Even with my beautiful new porcelain/titanium hips, I could feel that the old holding patterns resulting from that pain were there, and that I could never seem to fully unravel them.  Over the past year, I have been strongly drawn to re-investigate Body-Mind Centering, the brilliant, transformative work of Bonnie Bainbridge Cohen.  In the videos, Bonnie goes through the glands starting at the root, with the coccygeal body, the perineal body, then the gonads and the adrenals.  She demonstrates how tucking the pelvis, or attempting to straighten the back by curling the tail under,  closes off and deadens the coccygeal body and the perineal body and those chakra centers.  I can often feel that in my riding (or sitting at the computer) I am doing a subtle version of that in a mistaken, habitual effort to protect my lower back.

Instead, in the rising trot, think of an action somewhat like the fluid pumping of the jellyfish:  feel a narrowing of the pelvic quadrants as you rise and a widening of the space between sitz bones and coccyx/pubis as you sit.  Soften down each time in a supported way as you sit.  Engaging the gonadal line  (ovaries or vas deferans) creates an energetic relationship between the head and the feet – a kind of bow and arrow countertension.  So as you rise in the trot, ascend through the head and descend through the feet with an elastic feeling.  Visualize the adrenals adding power and support to both actions.

In my ride yesterday, I consciously integrated all of those actions with my lovely, patient horse Sanne.  The result was astonishing.  His trot had a buoyant, floating energized feeling that I have never fully felt before.  I realized that unconsciously, I had been holding my hips, still in that slightly braced, protective position, even as I tried to loosen and open them.  Working from the glands, moved me away from the musculo-skeletal focus into a more energetically amplified relationship with myself and my horse.  The other thing that I found helpful was to feel how each pelvic half is actually a part of the leg, with the sacrum – a part of the spine – floating between.  This gave me a greater feeling of both balance and freedom in the walk, the trot and the canter.  Applying the jellyfish and the bow and arrow actions in the canter was amazing – I truly felt that I had joined up in my horse’s movement – more air than earth!

I chose the photos above of rider Steffen Peters because I saw in them something I rarely see so clearly and consistently expressed in riders – a beautiful energetic alignment  – as if the chakras are all open, illuminated, engaged.
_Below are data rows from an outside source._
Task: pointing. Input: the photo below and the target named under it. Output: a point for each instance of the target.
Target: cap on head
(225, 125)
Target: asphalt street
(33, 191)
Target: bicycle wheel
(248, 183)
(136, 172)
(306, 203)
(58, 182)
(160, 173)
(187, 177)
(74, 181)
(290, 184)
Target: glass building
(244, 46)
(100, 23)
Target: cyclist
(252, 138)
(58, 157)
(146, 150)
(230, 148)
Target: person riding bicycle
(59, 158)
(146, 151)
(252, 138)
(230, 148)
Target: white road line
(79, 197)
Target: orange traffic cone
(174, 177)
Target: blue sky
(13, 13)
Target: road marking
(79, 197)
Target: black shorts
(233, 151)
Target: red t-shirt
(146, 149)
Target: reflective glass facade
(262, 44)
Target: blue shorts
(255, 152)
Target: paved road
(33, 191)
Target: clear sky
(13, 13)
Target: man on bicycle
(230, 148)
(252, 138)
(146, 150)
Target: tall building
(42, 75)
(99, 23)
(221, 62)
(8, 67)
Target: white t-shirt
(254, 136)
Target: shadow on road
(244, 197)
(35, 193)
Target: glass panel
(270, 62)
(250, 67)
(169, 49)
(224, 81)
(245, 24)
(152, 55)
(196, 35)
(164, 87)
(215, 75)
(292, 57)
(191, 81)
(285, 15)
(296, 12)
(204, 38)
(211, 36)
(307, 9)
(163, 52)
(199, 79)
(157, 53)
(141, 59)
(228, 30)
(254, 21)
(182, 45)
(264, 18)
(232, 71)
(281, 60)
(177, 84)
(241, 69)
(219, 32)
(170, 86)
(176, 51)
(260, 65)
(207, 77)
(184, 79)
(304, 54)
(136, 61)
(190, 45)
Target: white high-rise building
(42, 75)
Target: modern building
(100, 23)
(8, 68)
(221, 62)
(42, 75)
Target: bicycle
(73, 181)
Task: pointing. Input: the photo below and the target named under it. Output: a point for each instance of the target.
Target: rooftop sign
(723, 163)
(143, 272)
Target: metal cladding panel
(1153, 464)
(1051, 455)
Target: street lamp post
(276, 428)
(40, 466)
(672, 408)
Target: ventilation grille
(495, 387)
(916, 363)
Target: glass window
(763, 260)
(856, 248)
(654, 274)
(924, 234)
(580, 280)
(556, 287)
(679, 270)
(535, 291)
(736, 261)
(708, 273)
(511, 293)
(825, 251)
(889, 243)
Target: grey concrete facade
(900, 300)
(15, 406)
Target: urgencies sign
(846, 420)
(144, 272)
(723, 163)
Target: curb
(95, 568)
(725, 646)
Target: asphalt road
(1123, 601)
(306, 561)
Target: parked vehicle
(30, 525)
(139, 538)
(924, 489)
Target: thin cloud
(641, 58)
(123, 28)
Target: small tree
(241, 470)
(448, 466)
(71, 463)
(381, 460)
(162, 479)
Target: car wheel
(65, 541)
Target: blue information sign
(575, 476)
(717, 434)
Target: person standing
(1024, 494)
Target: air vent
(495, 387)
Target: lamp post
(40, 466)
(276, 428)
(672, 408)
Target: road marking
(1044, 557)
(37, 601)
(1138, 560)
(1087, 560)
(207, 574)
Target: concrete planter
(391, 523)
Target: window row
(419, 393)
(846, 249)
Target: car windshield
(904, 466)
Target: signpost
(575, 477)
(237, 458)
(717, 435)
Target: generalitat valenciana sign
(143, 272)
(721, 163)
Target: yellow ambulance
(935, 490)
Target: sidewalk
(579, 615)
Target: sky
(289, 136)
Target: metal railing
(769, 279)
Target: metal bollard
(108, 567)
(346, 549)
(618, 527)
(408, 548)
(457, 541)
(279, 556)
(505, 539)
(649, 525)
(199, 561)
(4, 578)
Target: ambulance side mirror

The second photograph perfectly captures the “bow and arrow” feeling in the rising trot – a breautiful relationship between earth and sky!

As I write this, I am reminded of Linda Tellington-Jones’s words during a workshop.  Whenever she would encounter a “problem” with a horse, whether physical or behavioral, she would say, “Isn’t that interesting?”  Those words invoke a sense of curiosity, play and improvisation.  Opening to possibility rather than contracting around a difficulty.  The same has to be true of ourselves.  It would be too easy to become frustrated or impatient with my own limitations as a rider.  Maintaining an attitude of willingness, curiosity and playfulness is my goal for each ride, each rehearsal, each day.